Former NYC Workers Charged in Disability Scam
More than 100 city ex-workers, including dozens of former police officers and firefighters, were being charged with faking psychiatric problems in order to get federal disability benefits, law enforcement officials said.
Arraignments in the sweeping case began late Tuesday morning, with several of the defendants pleading not guilty to grand larceny charges and being released without bail.
Arrests began earlier Tuesday. A planned afternoon news conference was scheduled at Manhattan District Attorney Cyrus R. Vance Jr.'s office.
Investigators said the scam stretched back more than two decades, with the ex-officers and other workers claiming mental health problems so severe that they couldn't work at all, said two law enforcement officials who weren't authorized to discuss the case and spoke on condition of anonymity.
Workers collected years' worth of benefits after being coached on how to portray their problems, reporting that they were so psychologically damaged that they couldn't take care of themselves, one of the officials said. But "people who said they could barely leave their homes had robust lives out of their homes," the official said.
Arraignments were expected to begin Tuesday in the case, put together by the district attorney's office, police, and city and federal authorities.
Among those arrested was a retired police officer who has since worked helping members of the detectives' union, the Detectives' Endowment Association, with disability claims at an office in Queens.
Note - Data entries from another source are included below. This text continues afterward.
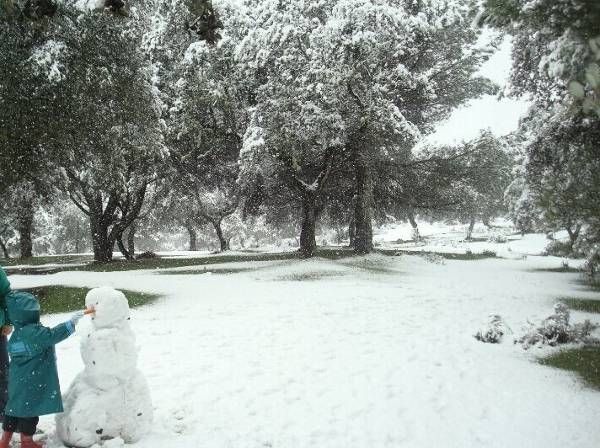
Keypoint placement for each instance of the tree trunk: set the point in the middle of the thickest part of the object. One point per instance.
(223, 243)
(414, 224)
(470, 229)
(351, 231)
(126, 254)
(131, 240)
(363, 206)
(102, 244)
(4, 249)
(193, 237)
(573, 234)
(25, 226)
(308, 240)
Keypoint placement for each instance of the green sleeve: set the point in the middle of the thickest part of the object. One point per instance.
(3, 313)
(40, 338)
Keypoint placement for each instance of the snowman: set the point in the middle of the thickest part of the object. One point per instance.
(109, 402)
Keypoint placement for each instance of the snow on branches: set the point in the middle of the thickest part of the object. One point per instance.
(556, 329)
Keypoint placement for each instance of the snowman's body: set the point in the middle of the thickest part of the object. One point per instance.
(110, 398)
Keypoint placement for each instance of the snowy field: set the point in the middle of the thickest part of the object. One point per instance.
(374, 351)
He has been suspended without pay, union President Michael Palladino said.
Claims of government workers feigning injury to get disability benefits have been the focus of sprawling criminal cases before.
Over the last two years, 32 people were arrested in a probe into Long Island Rail Road employees who collected federal railroad disability benefits; at least two dozen have pleaded guilty. The workers allegedly claimed on-the-job injuries, only to be spotted later playing golf and tennis, working out, and even riding in a 400-mile bike race.
Joseph Gentile, an attorney who represents a former police officer, declined to discuss his case specifically. But he also represented one of the people charged in the railroad case, suggested such charges reflect a troubled system for reviewing and approving disability claims.
"A lot of the problems that occur here are because of systematic problems, not because of someone's criminality," he said. While some people may indeed exploit benefits, "by and large, people have a bona fide, legitimate medical injury. The question becomes: Is the medical problem or injury sufficient to sustain the claim for the benefits?"